A fusion gene identification strategy using CRISPR-Cas9 and long read nanopore sequencing

Stangl C, de Blank S, Renkens I, et al. Partner independent fusion gene detection by multiplexed CRISPR-Cas9 enrichment and long read nanopore sequencing. Nat Comms. 2020;11(1):2861.

Citation summary: Fusion genes are often carcinogenic. Frequently, one of the fused genes has been identified and is known to be a part of other fusion genes; however, the second partner gene is unknown. Stangl et al. devised and investigated a system using CRISPR-Cas9 to target and cut the known partner, blocking one strand of the cut DNA, enabling the ligation of a known DNA handle (e.g., an adapter) for the purpose of linear sequencing from the ligated end. The researchers were able to multiplex samples for long read nanopore sequencing; indeed, they were able to enrich the research samples enough that four samples could fit on a single nanopore cell. Without prior knowledge of either the fusion gene’s breaking location within the gene or the identity of the second partner gene, they were able to determine each of these details at single nucleotide resolution in less than two daysmuch faster than could be achieved with other next generation sequencing (NGS) approaches such as earlier targeted NGS methods and whole genome sequencing (WGS).

Background

Many cancers are associated with fusion genes, in which sections of two genes are fused together, encoding a new, carcinogenic protein. In many cases, one of the genes has been identified and is known to be a part of other fusion genes; however, the second partner gene is unknown. Currently available NGS methods can be used to identify the second gene, but the required depth of sequencing increases costs. Additionally, current methods of targeted NGS and WGS to discover fusion partner genes and their exact breakpoints may take as long as two weeks at some centers (enough time for a cancer to metastasize or become unresectable), so further research on fusion gene sequencing is needed to decrease costs and improve speed.

Experiment

Stangl et al. developed an approach called FUDGE (FUsion Detection from Gene Enrichment) for identifying both partners in fusion genes when only one is known [1]. First, the researchers isolated genomic DNA from fresh frozen cancer samples and then dephosphorylated it. They next used CRISPR RNA (crRNA) to target Cas9 to the known partner gene in their sample. Previous studies have shown that after Cas9 cuts DNA at the target site (creating a double-strand break [DSB] with phosphorylated ends), Cas9 remains associated with one strand of the DNA (thereby blocking it) but dissociates from the other strand. Stangl et al. took advantage of this behavior by performing dA-tailing of the phosphorylated, cut strand of the DSB that was exposed (the strand not blocked by Cas9). The dA-tailed strand was then annealed to Oxford Nanopore Technology (ONT)-specific sequencing adapters. The researchers used ONT because of its real-time sequencing capabilities in an effort to lower costs and decrease turnaround time. This allowed them to complete a time course which showed that 24 hours was enough time for them to obtain the majority of fusion-spanning reads.

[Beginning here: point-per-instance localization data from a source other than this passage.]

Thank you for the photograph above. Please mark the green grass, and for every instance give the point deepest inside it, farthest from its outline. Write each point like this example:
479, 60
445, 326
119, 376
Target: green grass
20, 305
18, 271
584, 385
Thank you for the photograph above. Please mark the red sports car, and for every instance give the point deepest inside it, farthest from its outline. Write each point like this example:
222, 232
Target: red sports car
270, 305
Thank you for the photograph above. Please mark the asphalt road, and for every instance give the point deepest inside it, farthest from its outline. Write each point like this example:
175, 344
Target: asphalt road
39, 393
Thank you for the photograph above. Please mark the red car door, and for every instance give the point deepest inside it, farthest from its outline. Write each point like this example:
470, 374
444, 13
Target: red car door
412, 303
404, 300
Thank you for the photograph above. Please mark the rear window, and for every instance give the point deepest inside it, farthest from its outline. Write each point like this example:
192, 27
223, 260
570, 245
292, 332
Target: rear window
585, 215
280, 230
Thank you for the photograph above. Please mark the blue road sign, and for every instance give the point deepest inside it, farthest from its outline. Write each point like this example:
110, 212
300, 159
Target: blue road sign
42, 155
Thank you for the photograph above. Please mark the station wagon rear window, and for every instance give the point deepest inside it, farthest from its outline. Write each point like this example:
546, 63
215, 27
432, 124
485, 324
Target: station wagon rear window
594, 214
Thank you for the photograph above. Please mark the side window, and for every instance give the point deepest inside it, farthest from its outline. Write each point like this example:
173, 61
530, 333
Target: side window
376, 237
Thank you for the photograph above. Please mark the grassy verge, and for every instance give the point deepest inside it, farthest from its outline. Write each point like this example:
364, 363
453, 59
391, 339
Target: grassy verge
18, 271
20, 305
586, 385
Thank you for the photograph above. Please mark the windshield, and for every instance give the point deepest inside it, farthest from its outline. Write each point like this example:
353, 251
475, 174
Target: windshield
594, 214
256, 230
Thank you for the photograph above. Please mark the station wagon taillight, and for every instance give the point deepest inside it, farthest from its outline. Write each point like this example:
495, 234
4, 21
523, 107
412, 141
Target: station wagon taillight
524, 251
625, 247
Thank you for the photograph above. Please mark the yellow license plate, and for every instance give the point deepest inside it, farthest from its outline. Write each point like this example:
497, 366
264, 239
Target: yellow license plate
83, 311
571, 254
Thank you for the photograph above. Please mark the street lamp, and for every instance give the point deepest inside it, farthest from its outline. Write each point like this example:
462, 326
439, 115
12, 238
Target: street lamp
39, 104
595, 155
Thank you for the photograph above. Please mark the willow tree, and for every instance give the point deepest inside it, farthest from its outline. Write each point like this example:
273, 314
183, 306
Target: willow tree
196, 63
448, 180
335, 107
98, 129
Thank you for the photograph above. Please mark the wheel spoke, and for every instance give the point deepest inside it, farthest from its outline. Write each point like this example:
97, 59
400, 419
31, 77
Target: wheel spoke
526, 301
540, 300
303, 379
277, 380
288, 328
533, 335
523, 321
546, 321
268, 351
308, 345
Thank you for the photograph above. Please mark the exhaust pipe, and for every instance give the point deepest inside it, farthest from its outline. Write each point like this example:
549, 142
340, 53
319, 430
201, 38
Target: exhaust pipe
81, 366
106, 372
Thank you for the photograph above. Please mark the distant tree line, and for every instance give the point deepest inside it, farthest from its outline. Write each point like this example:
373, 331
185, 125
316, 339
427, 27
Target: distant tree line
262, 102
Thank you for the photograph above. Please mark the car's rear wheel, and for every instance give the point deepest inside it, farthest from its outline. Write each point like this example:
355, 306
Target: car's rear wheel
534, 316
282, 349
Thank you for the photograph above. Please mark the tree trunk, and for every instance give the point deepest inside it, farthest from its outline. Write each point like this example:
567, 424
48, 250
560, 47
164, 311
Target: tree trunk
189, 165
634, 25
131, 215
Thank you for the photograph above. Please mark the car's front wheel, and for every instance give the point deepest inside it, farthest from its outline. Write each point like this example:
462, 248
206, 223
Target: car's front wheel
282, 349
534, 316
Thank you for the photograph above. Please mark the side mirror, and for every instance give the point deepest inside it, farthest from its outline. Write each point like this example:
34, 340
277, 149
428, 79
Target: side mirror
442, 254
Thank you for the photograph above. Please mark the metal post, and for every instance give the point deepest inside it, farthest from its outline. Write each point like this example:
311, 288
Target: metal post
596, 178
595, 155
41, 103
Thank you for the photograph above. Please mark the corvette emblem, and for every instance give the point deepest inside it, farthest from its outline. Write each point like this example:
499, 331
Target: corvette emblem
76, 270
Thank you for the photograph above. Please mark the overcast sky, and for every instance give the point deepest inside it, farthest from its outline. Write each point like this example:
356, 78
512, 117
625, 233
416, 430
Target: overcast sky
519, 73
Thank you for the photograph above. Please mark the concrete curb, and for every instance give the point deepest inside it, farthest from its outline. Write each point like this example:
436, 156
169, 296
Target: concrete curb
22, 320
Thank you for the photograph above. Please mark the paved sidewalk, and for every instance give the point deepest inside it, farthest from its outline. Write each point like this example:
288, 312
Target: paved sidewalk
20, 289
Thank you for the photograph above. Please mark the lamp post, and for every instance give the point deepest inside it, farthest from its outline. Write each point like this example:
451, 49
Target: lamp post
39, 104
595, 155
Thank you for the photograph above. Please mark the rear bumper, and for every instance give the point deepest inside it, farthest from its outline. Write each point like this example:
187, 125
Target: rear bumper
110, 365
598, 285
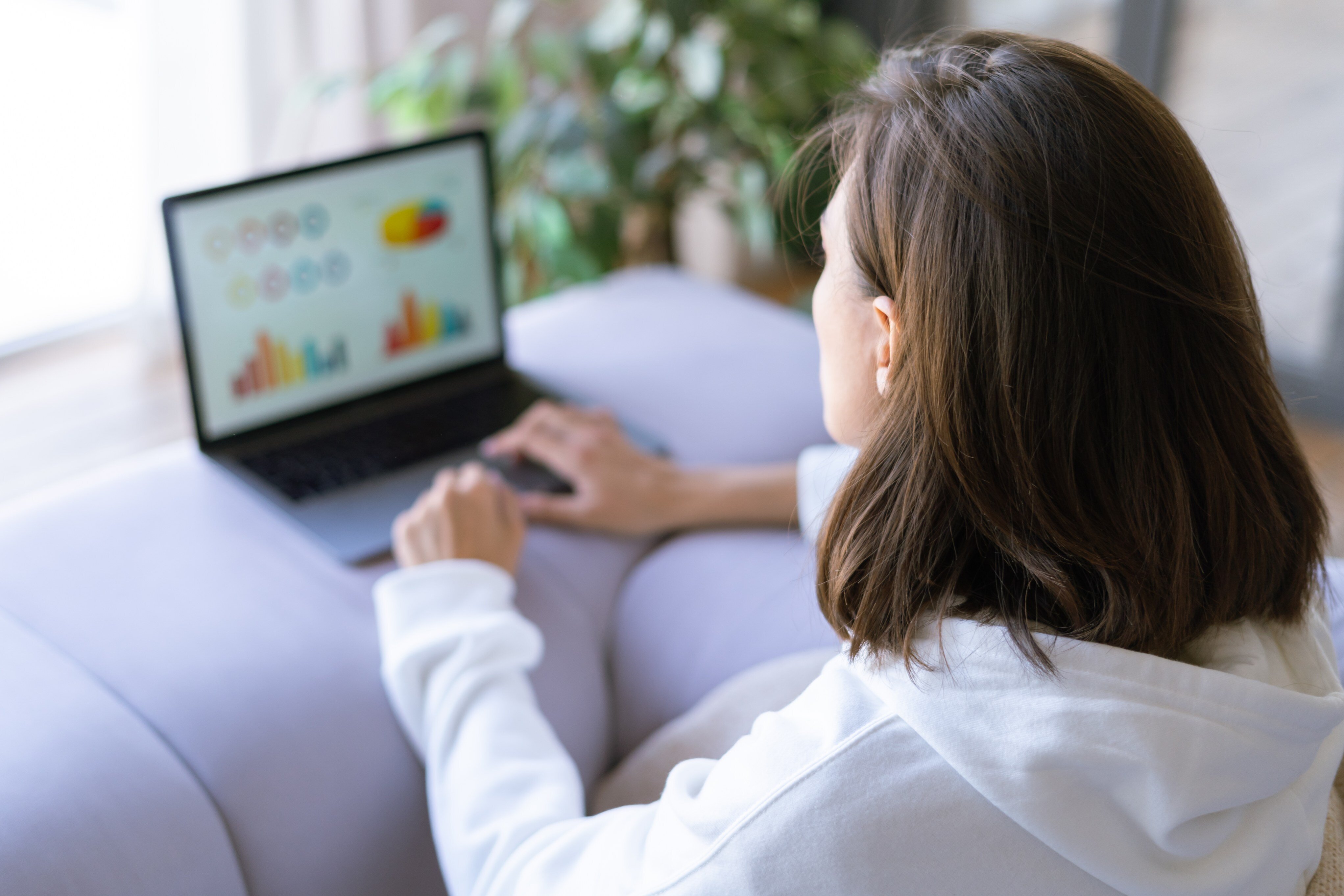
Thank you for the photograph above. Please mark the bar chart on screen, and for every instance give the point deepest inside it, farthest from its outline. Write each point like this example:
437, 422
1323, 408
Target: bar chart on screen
422, 324
273, 365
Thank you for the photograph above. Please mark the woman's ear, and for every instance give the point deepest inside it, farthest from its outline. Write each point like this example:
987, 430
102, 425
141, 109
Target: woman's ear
886, 312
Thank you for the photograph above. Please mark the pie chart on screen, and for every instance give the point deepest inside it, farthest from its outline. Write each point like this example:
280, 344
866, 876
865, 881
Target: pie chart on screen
416, 224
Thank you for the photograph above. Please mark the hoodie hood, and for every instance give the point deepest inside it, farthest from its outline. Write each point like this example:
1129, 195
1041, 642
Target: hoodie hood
1154, 776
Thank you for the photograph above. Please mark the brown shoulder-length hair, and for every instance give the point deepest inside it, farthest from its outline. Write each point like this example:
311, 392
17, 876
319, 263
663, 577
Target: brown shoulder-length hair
1081, 430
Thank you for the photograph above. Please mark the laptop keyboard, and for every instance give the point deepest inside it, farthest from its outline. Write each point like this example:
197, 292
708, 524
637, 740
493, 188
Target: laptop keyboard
363, 452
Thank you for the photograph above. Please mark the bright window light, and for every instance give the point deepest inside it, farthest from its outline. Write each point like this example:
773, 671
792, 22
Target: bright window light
73, 164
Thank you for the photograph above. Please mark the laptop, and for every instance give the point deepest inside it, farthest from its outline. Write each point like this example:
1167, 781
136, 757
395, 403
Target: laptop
342, 327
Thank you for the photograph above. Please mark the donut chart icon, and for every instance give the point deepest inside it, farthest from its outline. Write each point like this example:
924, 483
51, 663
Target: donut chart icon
252, 235
241, 291
314, 219
284, 228
275, 282
306, 276
416, 224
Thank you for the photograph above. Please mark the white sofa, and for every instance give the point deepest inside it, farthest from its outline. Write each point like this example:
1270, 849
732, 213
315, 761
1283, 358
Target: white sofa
189, 688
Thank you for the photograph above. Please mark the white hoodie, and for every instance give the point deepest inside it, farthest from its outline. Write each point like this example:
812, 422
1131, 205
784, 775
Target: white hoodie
1127, 773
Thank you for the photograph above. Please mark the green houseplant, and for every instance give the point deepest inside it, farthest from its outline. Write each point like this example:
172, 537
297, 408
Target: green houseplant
601, 128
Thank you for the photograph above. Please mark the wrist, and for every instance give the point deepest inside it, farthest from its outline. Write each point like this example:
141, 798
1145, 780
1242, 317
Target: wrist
758, 495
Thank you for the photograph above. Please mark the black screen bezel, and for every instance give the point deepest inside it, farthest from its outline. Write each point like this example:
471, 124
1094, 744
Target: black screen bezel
177, 264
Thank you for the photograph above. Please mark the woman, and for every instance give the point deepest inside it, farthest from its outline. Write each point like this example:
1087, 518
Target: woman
1073, 563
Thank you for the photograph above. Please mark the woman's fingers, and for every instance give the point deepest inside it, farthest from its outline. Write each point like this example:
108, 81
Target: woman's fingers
558, 422
554, 510
467, 514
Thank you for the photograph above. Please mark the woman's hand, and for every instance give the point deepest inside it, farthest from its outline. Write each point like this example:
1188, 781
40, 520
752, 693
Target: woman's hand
617, 488
468, 514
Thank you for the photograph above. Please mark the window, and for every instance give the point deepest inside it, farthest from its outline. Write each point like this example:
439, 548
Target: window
73, 166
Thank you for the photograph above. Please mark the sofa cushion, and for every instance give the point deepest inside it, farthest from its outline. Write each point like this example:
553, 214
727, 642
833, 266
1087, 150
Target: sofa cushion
92, 798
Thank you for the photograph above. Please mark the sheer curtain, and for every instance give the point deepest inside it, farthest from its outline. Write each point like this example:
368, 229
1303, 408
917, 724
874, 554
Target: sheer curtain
113, 104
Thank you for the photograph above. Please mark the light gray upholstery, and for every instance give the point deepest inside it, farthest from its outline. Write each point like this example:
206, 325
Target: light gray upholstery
92, 801
251, 660
189, 688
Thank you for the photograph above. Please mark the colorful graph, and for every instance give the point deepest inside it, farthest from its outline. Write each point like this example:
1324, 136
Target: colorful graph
417, 222
251, 234
276, 366
422, 324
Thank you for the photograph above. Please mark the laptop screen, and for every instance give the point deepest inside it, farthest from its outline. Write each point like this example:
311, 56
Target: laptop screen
308, 289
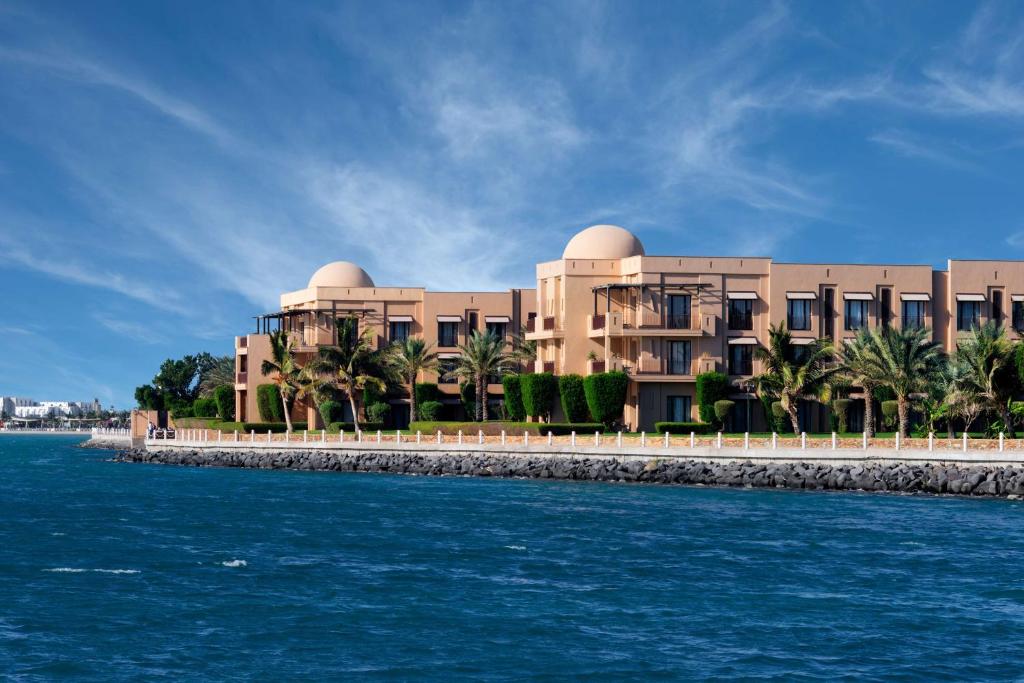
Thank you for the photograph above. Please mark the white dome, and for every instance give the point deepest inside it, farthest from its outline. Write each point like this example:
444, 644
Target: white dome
341, 273
603, 242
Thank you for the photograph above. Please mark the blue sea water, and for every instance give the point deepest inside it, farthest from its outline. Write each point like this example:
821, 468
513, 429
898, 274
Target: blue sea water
141, 571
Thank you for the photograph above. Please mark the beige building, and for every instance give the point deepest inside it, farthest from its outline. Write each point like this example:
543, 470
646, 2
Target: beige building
607, 305
444, 318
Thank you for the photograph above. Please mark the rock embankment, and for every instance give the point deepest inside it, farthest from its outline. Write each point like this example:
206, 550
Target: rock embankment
911, 478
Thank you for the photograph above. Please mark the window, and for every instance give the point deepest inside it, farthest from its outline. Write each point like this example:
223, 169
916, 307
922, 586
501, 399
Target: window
798, 313
856, 314
679, 311
828, 312
678, 409
679, 357
740, 359
448, 334
885, 307
497, 329
398, 331
444, 366
913, 314
740, 313
968, 314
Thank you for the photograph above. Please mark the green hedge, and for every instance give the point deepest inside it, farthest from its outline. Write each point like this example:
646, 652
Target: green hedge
539, 391
427, 391
606, 395
430, 411
711, 387
224, 397
272, 426
573, 397
205, 408
684, 427
268, 402
336, 427
511, 428
513, 397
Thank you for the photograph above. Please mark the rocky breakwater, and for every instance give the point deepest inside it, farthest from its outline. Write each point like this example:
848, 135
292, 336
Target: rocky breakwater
909, 478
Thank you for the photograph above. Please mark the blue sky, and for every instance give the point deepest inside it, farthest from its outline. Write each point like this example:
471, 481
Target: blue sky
167, 170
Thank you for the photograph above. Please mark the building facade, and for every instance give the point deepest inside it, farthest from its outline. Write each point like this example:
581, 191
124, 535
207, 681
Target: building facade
605, 304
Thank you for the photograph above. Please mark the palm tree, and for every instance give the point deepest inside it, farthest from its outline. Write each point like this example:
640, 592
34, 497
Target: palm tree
907, 360
284, 369
794, 373
410, 358
856, 366
352, 365
481, 356
986, 356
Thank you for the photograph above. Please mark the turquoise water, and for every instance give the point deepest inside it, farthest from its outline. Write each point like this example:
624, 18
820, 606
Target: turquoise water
137, 571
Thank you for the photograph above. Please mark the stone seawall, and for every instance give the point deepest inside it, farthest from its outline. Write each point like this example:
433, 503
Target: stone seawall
897, 477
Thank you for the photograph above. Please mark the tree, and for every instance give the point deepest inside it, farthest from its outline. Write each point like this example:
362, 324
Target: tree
858, 367
352, 365
907, 360
481, 356
410, 358
794, 373
987, 359
283, 370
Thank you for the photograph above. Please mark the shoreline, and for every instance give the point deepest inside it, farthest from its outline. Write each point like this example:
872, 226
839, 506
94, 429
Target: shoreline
974, 480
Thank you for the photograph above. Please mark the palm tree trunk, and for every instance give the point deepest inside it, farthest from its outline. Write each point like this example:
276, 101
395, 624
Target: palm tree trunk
284, 402
412, 398
355, 411
868, 412
902, 408
794, 418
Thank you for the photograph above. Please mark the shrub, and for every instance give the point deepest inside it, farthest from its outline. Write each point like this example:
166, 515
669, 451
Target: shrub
224, 396
573, 397
205, 408
841, 407
606, 395
430, 411
268, 402
336, 427
271, 426
332, 411
711, 387
467, 393
539, 391
890, 412
426, 391
683, 427
722, 409
513, 397
378, 413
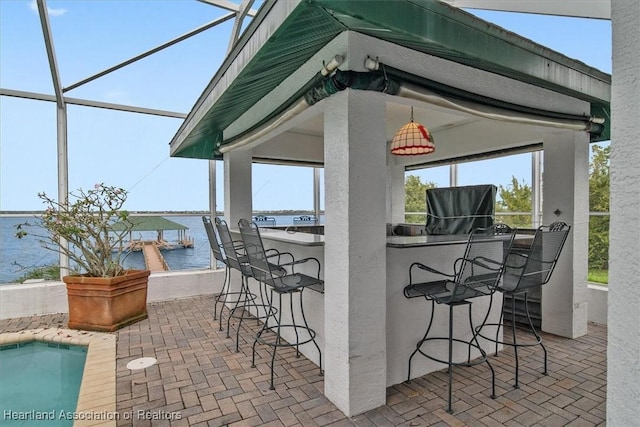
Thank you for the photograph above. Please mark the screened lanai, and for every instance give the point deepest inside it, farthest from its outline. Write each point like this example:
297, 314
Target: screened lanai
621, 275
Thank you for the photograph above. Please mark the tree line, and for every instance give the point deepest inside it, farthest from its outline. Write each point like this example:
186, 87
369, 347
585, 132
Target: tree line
517, 197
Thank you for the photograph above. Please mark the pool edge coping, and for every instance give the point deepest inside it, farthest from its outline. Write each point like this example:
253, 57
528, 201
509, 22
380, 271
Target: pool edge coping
97, 397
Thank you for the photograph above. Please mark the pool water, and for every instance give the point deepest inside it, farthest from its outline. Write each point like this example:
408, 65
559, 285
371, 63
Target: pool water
39, 383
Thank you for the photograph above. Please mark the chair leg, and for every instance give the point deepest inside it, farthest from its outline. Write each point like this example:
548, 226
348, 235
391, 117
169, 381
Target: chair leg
483, 353
476, 331
421, 341
293, 321
244, 290
235, 307
515, 342
222, 294
449, 409
268, 315
533, 329
306, 324
500, 324
277, 342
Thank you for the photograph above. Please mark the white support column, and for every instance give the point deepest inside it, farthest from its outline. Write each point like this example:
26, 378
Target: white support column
237, 186
355, 250
395, 189
566, 198
623, 352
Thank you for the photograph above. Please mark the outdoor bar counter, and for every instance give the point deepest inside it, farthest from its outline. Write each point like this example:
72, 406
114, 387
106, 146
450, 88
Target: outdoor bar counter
406, 320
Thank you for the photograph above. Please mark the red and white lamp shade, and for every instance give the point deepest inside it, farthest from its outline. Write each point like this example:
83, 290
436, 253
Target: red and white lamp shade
412, 139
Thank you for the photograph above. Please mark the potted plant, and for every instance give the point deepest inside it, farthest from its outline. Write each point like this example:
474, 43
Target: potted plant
102, 294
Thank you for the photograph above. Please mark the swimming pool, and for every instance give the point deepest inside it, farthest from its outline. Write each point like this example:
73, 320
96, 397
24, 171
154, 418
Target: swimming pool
40, 382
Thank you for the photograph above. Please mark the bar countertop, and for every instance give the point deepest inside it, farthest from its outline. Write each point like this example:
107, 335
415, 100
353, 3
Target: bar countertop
308, 239
398, 242
295, 237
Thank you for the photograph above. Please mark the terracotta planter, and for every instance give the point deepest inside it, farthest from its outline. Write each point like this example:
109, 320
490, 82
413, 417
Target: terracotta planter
107, 303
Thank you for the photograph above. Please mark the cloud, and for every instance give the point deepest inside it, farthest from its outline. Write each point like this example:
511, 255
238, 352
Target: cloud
52, 12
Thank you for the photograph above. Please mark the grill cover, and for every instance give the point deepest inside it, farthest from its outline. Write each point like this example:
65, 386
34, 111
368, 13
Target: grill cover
458, 210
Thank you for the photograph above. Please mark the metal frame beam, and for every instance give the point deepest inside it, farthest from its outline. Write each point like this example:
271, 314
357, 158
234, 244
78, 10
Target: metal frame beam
599, 9
152, 51
89, 103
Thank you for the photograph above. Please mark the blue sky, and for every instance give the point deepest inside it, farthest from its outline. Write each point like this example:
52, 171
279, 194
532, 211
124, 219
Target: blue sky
90, 36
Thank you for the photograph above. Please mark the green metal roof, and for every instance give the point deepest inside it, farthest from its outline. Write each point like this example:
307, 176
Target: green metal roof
149, 223
427, 26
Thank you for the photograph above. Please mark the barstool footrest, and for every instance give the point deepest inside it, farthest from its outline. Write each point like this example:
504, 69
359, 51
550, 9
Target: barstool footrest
538, 340
481, 359
281, 342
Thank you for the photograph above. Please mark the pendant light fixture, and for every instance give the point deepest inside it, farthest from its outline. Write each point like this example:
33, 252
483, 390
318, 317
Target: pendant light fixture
412, 139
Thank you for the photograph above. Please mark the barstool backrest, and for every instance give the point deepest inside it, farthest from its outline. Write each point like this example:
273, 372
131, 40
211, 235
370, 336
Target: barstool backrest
228, 246
536, 266
255, 252
214, 242
485, 256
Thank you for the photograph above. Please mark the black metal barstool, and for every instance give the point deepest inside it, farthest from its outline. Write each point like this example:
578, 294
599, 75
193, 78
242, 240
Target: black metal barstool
475, 274
523, 272
289, 284
225, 296
235, 258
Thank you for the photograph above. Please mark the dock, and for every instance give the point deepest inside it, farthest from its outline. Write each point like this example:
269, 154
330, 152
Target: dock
152, 256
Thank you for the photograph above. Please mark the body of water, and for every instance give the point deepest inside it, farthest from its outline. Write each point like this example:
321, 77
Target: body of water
17, 256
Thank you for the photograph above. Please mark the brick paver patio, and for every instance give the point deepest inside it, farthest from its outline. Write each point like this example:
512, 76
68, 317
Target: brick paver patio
200, 379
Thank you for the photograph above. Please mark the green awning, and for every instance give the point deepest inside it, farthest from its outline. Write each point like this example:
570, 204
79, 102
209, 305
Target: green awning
427, 26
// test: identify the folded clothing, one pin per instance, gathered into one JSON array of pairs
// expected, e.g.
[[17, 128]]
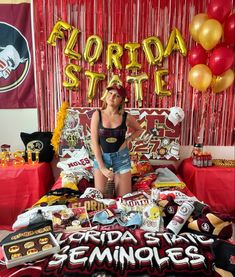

For precise CRISPR-mediated cutting, the researchers used HiFi Cas9 from IDT. They designed the crRNA to place Cas9 on a specific strand of DNA to initiate directional sequencing at this exact location (with chosen gRNAs upstream of the expected fusion point). Directional sequencing would start in the known partner gene, then extend into the partner needing to be identified (almost entirely sequencing in the right direction). With this strategic experimental design, the cut site on the strand without bound Cas9 would almost always be the only site where available, unblocked, phosphorylated ends of DNA would exist. In general, therefore, the adapters would anneal only at this cut site and not anywhere else in the genome. As described below, this strategy effectively enriched the fusion genes in this research study. In addition, the authors stated that approximately 89% of the reads sequenced in the anticipated direction. Libraries that had been enriched in this way were sequenced on a single ONT flow cell. The researchers also designed NanoFG, a bioinformatics tool, to analyze FUDGE data.

Results

Using the FUDGE approach, Stangl et al. sequenced the fusion genes in three well-characterized cancer cell lines: A4573, HS-SYII, and CHP-100 cells. In A4573 cells, the researchers achieved 342-fold increased coverage of the known fusion gene; in HS-SYII cells, they achieved 735-fold increased coverage; and in CHP-100 cells, they achieved 443-fold increased coverage. NanoFG was then used to analyze the data. For the data from A4573 cells, there were 69 breakpoint-spanning reads. For CHP-100 cells, there were 62 breakpoint-spanning reads. For both A543 and CHP-100 cell lines, the correct sequence information was obtained. For the HS-SYII cells, however, there were only six breakpoint-spanning reads. In this case, Stangl et al. found that manual adjustments to the NanoFG settings were required before the expected results were obtained.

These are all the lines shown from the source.